Seminar

Program Evaluation with High-Dimensional Data

Ivan Fernandez-Val (University of Boston)

March 10, 2015, 15:30–17:00

Room MS 001

Econometrics and Empirical Economics Seminar

Abstract

We consider estimation of general modern moment-condition problems in econometrics in a data-rich environment where there may be many more control variables available than there are observations. The framework allows for a continuum of target parameters and for Lasso-type or Post-Lasso type methods to be used as estimators of a continuum of high-dimensional nuisance functions. As an important leading example of this environment, we first provide results on estimation and inference for relevant treatment effects, such as local average and quantile treatment effects. The setting is designed expressly to handle many control variables, endogenous receipt of treatment, heterogeneous treatment effects, and function-valued outcomes. An approximate sparsity condition permits estimation and inference to proceed after data-driven selection of control variables.
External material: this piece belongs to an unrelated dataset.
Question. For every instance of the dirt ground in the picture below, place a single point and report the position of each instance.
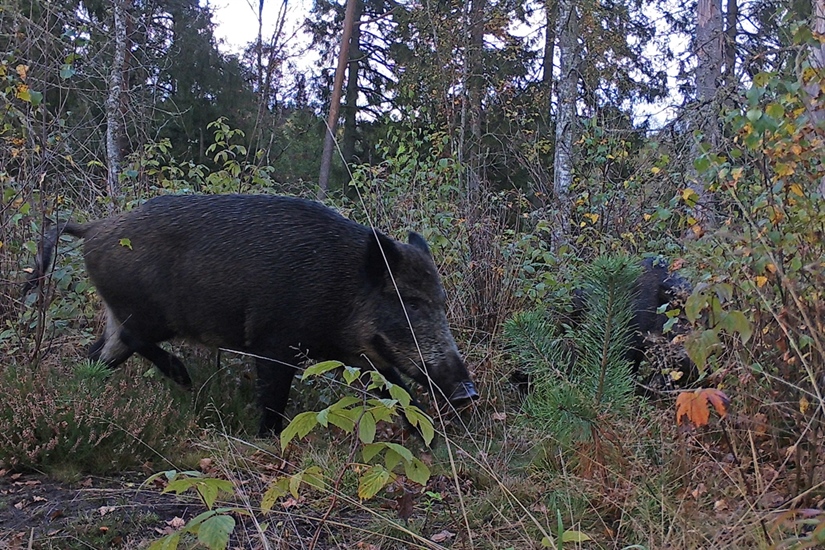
(119, 512)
We provide conditions under which post-selection inference is uniformly valid across a wide-range of models and show that a key condition underlying the uniform validity of post-selection inference allowing for imperfect model selection is the use of orthogonal moment conditions. We apply the methods to estimate the effect of 401(k) participation on accumulated assets. We also generalize the results from the treatment effects setting to accommodate more general moment condition models. We establish functional central limit theorems for the continuum of target parameters and for the multiplier bootstrap that holds uniformly over dgps. We propose a notion of the functional delta method that allows us to derive approximate distributions for smooth functionals of a continuum of target parameters and to establish the validity of the multiplier bootstrap for approximating these distributions uniformly over dgps. We also establish rate results for continua of Lasso type estimators for continua of regression functions.